As much as I would like to fix this problem, I think it is a lost cause.  At least there is some stretch and it is what it is.  The current custodian will not answer whether they will accept a disclaimer so time to move on.  The original custodian refused to do the subaccounts so at least I found a firm that would do this.  It could have been worse.  I just read another blog post here where the IRA custodian botched the transfer by cashing out the IRA to the beneficiary and told him to take the check to the other firm.  Counting my blessings here.
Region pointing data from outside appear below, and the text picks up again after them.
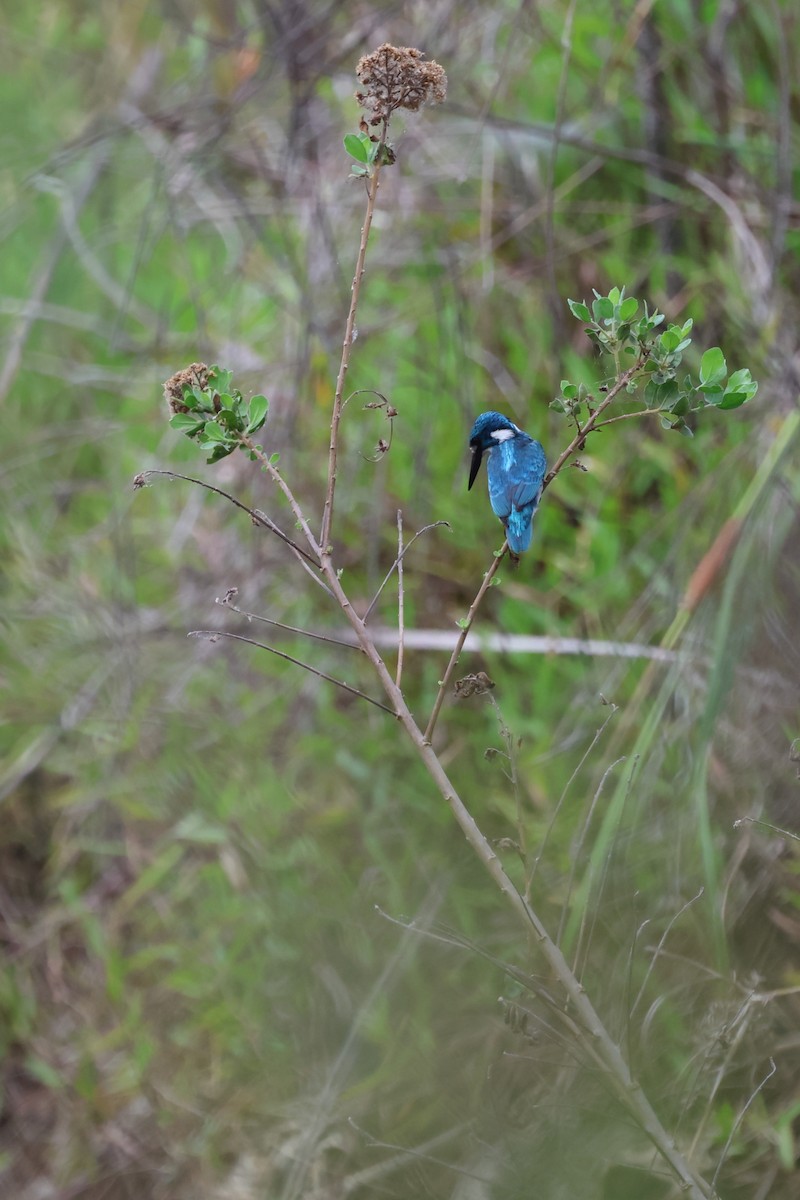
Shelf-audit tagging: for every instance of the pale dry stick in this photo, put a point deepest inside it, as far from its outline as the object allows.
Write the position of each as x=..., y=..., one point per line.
x=347, y=347
x=211, y=635
x=596, y=1037
x=560, y=462
x=462, y=637
x=401, y=599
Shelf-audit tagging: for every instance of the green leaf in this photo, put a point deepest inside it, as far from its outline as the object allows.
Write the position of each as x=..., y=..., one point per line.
x=257, y=413
x=220, y=377
x=713, y=366
x=212, y=432
x=186, y=424
x=579, y=310
x=627, y=309
x=739, y=389
x=355, y=148
x=220, y=451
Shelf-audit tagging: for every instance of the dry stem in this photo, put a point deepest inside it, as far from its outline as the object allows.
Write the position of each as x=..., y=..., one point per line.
x=347, y=347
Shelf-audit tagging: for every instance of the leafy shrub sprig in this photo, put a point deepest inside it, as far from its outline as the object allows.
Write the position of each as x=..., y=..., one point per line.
x=624, y=328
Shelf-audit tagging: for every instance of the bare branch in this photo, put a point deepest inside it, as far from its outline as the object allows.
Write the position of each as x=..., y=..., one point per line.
x=401, y=606
x=459, y=645
x=391, y=569
x=347, y=346
x=256, y=515
x=277, y=478
x=214, y=634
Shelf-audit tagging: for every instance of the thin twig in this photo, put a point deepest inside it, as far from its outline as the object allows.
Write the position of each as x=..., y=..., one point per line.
x=212, y=634
x=563, y=797
x=560, y=462
x=627, y=417
x=256, y=515
x=660, y=948
x=401, y=599
x=513, y=777
x=575, y=855
x=289, y=629
x=391, y=569
x=347, y=346
x=462, y=637
x=591, y=424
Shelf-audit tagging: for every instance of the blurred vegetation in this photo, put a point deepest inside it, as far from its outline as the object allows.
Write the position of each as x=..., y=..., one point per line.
x=208, y=857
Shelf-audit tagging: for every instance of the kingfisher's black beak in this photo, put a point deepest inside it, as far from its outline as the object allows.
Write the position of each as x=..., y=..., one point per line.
x=477, y=454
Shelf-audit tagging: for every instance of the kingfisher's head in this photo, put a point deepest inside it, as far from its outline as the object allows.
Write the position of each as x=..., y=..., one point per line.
x=488, y=431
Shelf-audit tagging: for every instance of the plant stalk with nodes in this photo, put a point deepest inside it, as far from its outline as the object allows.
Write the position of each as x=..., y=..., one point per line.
x=208, y=409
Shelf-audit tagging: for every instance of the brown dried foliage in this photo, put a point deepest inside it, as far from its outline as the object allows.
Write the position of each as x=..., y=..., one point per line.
x=197, y=375
x=397, y=77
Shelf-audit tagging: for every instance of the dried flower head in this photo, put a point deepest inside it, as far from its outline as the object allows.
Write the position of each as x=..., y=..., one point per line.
x=397, y=77
x=197, y=375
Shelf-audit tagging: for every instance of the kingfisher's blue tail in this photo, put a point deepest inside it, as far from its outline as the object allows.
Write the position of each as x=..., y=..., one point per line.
x=519, y=528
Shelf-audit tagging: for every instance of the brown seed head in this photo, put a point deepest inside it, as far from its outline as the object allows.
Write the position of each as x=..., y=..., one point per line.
x=397, y=77
x=197, y=375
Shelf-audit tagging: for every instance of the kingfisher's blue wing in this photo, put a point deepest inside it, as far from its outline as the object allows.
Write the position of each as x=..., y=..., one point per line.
x=516, y=473
x=527, y=475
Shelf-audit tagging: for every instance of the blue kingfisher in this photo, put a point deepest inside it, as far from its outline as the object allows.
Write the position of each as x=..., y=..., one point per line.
x=516, y=469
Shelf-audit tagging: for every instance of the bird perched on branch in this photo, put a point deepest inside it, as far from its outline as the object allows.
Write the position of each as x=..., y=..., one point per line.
x=516, y=471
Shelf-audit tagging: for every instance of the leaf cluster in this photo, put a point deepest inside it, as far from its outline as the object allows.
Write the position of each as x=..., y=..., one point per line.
x=625, y=328
x=218, y=418
x=368, y=153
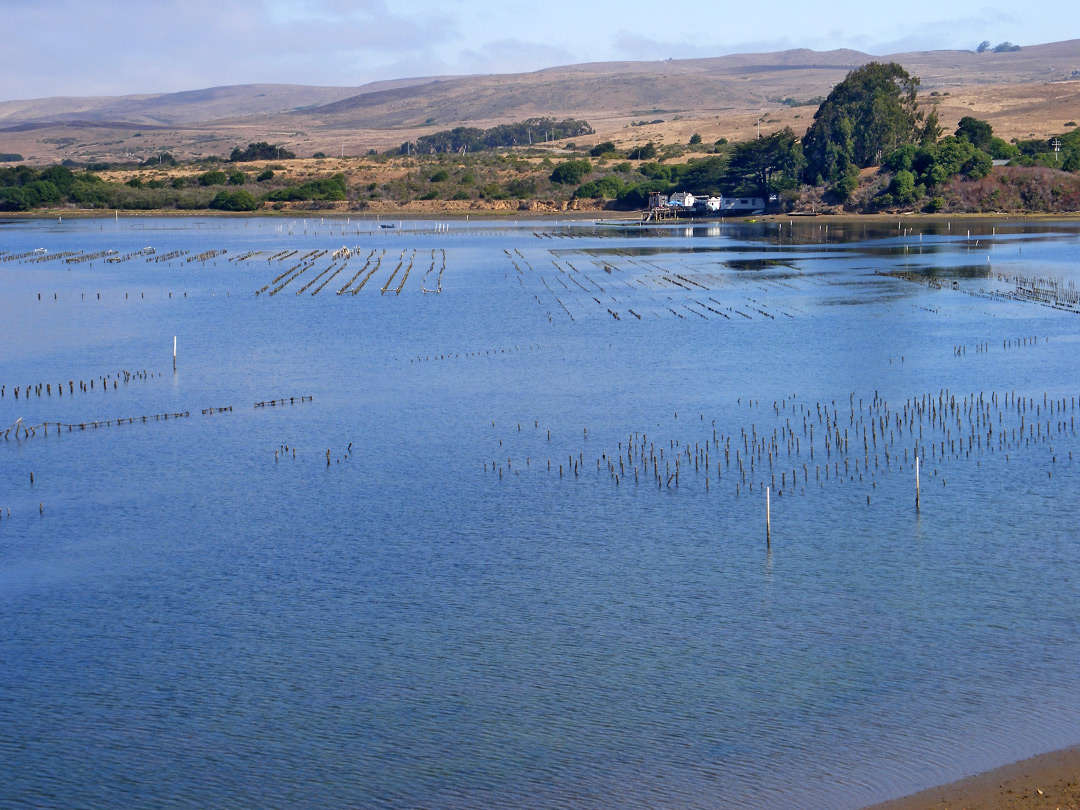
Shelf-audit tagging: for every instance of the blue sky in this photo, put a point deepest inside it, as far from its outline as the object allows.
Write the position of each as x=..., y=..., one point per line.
x=117, y=46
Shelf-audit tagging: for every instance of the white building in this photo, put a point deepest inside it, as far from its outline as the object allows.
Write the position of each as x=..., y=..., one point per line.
x=680, y=200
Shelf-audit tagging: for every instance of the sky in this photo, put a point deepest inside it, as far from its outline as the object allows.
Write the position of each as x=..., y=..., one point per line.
x=91, y=48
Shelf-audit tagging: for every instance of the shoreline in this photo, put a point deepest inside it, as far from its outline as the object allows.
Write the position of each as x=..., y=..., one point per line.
x=517, y=215
x=1049, y=781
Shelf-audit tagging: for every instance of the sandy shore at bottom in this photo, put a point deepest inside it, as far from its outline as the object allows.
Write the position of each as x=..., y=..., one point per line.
x=1047, y=782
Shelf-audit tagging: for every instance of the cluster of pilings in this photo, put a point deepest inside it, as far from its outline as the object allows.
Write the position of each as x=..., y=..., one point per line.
x=30, y=431
x=791, y=445
x=102, y=382
x=283, y=401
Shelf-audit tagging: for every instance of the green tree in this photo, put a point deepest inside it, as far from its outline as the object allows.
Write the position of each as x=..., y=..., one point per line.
x=570, y=172
x=1001, y=149
x=931, y=130
x=233, y=201
x=765, y=165
x=902, y=187
x=644, y=152
x=214, y=177
x=868, y=115
x=977, y=133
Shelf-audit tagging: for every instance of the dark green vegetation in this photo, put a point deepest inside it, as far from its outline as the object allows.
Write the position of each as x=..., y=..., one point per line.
x=872, y=120
x=261, y=150
x=867, y=116
x=470, y=139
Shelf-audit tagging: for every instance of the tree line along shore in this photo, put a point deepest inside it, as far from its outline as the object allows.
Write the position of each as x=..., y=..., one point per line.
x=874, y=147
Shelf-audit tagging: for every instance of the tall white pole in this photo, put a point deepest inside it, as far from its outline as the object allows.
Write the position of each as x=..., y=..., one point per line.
x=768, y=517
x=916, y=483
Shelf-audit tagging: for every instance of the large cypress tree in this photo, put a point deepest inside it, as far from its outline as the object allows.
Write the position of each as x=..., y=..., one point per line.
x=867, y=116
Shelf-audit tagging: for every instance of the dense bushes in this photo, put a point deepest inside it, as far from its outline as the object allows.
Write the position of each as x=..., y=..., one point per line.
x=327, y=189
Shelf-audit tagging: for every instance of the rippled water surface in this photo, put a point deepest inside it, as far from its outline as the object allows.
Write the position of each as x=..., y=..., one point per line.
x=512, y=552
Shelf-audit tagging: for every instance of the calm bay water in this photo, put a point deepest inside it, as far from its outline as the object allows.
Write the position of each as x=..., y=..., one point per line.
x=439, y=619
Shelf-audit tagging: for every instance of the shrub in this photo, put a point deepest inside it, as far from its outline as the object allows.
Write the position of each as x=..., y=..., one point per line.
x=570, y=172
x=213, y=177
x=233, y=201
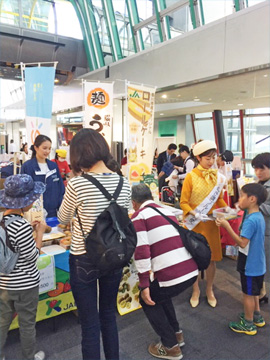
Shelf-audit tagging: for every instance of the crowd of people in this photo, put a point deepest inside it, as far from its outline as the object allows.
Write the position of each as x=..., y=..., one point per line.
x=165, y=268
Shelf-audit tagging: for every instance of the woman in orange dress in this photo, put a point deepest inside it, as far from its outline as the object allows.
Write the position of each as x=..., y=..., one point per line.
x=201, y=194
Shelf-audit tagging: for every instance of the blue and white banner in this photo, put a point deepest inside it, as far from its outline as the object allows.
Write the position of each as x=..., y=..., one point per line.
x=39, y=83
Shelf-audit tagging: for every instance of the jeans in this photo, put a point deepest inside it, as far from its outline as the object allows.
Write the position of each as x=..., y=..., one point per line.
x=162, y=315
x=25, y=303
x=95, y=296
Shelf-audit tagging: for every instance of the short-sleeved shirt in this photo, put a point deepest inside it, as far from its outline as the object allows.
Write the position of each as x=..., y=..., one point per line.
x=251, y=259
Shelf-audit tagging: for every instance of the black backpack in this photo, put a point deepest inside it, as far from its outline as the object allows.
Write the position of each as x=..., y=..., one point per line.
x=196, y=244
x=113, y=239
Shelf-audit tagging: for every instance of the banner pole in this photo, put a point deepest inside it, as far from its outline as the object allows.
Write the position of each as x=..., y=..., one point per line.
x=125, y=123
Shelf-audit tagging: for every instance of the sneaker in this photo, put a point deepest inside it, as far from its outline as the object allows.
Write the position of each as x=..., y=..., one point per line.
x=160, y=351
x=40, y=355
x=180, y=338
x=259, y=322
x=242, y=327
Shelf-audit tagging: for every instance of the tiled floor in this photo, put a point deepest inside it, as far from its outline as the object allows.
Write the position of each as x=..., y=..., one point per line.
x=206, y=330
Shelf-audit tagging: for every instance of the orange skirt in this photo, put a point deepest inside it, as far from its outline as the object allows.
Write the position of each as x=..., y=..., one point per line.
x=210, y=230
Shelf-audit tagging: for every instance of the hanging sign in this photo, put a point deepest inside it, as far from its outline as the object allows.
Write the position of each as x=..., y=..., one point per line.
x=98, y=102
x=39, y=83
x=140, y=119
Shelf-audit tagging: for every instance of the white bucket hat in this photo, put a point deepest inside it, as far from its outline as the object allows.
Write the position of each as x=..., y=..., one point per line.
x=203, y=146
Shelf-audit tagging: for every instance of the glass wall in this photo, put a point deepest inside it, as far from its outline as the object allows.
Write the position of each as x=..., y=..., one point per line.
x=256, y=132
x=204, y=127
x=173, y=19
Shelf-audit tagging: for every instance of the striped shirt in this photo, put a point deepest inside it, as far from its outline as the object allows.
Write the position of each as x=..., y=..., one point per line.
x=25, y=275
x=160, y=248
x=85, y=198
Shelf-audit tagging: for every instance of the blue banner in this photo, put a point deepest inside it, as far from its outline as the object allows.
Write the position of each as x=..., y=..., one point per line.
x=39, y=83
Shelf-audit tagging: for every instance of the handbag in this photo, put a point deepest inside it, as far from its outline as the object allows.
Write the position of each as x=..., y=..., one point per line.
x=196, y=244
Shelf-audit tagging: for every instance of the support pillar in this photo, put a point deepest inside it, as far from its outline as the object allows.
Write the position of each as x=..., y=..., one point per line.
x=219, y=130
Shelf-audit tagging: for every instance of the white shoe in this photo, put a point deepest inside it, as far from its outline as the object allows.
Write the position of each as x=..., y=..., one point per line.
x=40, y=355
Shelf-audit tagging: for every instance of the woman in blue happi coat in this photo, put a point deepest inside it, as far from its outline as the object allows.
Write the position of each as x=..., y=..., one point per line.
x=46, y=171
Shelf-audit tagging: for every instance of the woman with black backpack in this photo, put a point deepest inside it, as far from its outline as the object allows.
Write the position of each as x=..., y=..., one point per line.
x=89, y=154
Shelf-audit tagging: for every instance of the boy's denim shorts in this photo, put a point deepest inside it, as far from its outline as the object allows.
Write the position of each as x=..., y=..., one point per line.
x=251, y=285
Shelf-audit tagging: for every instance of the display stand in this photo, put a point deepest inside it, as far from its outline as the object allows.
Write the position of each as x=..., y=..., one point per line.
x=58, y=301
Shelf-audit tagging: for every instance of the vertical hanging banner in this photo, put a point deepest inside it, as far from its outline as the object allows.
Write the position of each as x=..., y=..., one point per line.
x=98, y=101
x=140, y=119
x=39, y=83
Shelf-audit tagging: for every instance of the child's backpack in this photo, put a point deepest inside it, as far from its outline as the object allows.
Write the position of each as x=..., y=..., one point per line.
x=167, y=195
x=8, y=255
x=113, y=239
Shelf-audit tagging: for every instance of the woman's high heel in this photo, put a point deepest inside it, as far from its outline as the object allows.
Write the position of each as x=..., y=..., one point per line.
x=264, y=299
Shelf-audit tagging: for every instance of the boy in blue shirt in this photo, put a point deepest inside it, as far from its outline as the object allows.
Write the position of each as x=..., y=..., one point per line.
x=251, y=259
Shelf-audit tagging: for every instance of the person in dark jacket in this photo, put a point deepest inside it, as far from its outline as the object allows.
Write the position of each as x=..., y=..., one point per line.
x=165, y=156
x=46, y=171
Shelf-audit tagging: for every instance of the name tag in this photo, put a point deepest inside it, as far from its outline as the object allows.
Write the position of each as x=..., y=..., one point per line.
x=39, y=172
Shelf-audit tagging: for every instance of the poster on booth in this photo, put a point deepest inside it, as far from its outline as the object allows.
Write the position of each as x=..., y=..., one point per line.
x=39, y=83
x=46, y=269
x=98, y=108
x=128, y=292
x=140, y=119
x=59, y=299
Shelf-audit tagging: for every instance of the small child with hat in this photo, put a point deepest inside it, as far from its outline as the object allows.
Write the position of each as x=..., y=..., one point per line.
x=60, y=159
x=19, y=290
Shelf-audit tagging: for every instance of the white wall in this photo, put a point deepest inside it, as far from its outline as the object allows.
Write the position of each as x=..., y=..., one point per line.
x=181, y=128
x=236, y=42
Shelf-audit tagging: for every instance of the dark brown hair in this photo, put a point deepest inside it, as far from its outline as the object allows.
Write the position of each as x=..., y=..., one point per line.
x=256, y=190
x=87, y=148
x=38, y=141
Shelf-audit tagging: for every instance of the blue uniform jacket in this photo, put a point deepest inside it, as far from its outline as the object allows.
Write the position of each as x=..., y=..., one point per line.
x=55, y=188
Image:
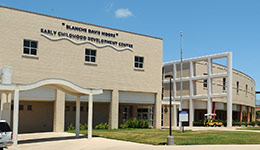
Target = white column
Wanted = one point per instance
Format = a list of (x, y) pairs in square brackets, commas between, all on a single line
[(15, 117), (59, 112), (90, 115), (77, 115), (229, 93), (175, 113), (209, 108), (191, 109), (114, 110)]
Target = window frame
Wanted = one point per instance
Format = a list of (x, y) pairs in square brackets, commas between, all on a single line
[(90, 56), (138, 62), (30, 48)]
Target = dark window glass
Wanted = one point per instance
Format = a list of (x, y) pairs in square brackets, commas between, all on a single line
[(139, 62), (26, 43), (30, 47), (26, 50), (224, 83), (93, 53), (67, 108), (29, 107), (90, 55), (4, 127), (87, 58), (20, 107), (33, 51), (93, 59), (33, 44), (145, 110)]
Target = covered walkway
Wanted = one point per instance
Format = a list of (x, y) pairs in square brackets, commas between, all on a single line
[(61, 84)]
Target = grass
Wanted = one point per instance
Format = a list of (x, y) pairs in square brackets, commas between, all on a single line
[(159, 137), (249, 128)]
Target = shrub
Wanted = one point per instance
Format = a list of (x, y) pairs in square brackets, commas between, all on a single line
[(71, 127), (85, 126), (135, 123), (198, 123), (102, 126)]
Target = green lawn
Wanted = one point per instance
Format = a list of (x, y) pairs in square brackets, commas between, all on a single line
[(249, 128), (157, 137)]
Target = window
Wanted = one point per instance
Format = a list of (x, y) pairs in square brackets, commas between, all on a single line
[(246, 89), (139, 62), (90, 55), (237, 87), (205, 82), (30, 47), (29, 107), (224, 84), (20, 107), (67, 108)]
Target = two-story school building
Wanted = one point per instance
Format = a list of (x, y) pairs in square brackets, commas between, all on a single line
[(126, 66), (207, 90)]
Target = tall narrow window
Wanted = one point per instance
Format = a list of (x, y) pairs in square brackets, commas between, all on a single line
[(224, 84), (90, 55), (30, 47), (246, 89), (205, 82), (139, 62), (237, 87)]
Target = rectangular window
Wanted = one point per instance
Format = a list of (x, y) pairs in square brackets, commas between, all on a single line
[(29, 107), (67, 108), (237, 87), (139, 62), (20, 107), (246, 89), (30, 47), (224, 84), (90, 55), (205, 82)]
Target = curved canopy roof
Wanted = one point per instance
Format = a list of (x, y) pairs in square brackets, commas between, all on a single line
[(61, 84)]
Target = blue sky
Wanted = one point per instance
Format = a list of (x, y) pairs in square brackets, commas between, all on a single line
[(209, 26)]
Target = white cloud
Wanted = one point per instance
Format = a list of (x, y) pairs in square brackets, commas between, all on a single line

I have been racking my brain to come up with something that can salvage this situation.  I got word from the IRA custodian that they will accept a disclaimer for the minor child.  The missed RMD taken was spot on so no other benefits have been taken, so a valid disclaimer can still be done.The will was written that “if my executor determines that a beneficiary’s share can be retained for their benefit in a Uniform Transfer to Minor’s Act TRUST, the the executor shall distribute the beneficiary’s share to the executor as custodian under the act to hold said share until the maximum age allowed by law.So my thought process would be to go ahead and do the disclaimer.  The share would revert back to the Estate Inherited IRA.  Then I would instruct the custodian to create a subaccount and set up a TRUST and name the TRUST as the beneficiary of the original IRA holder.  The RMD could be split with the trust paying on amount up to $12,500 and the beneficiary paying on the remainder.  In essence the tax liablity would be split between trust and beneficiary to lower overall tax liability.  It wouldn’t lower it much but probably about $2000 per year which adds up to about a $16,000 savings.Thoughts?

Not sure a disclaimer is even required. Will the IRA custodian allow the guardian to change the beneficiary on the already created inherited IRA of the minor to an UTMA account FBO the minor?

Thanks.  I will ask if re-titling the account is a possibility.  Anything helps.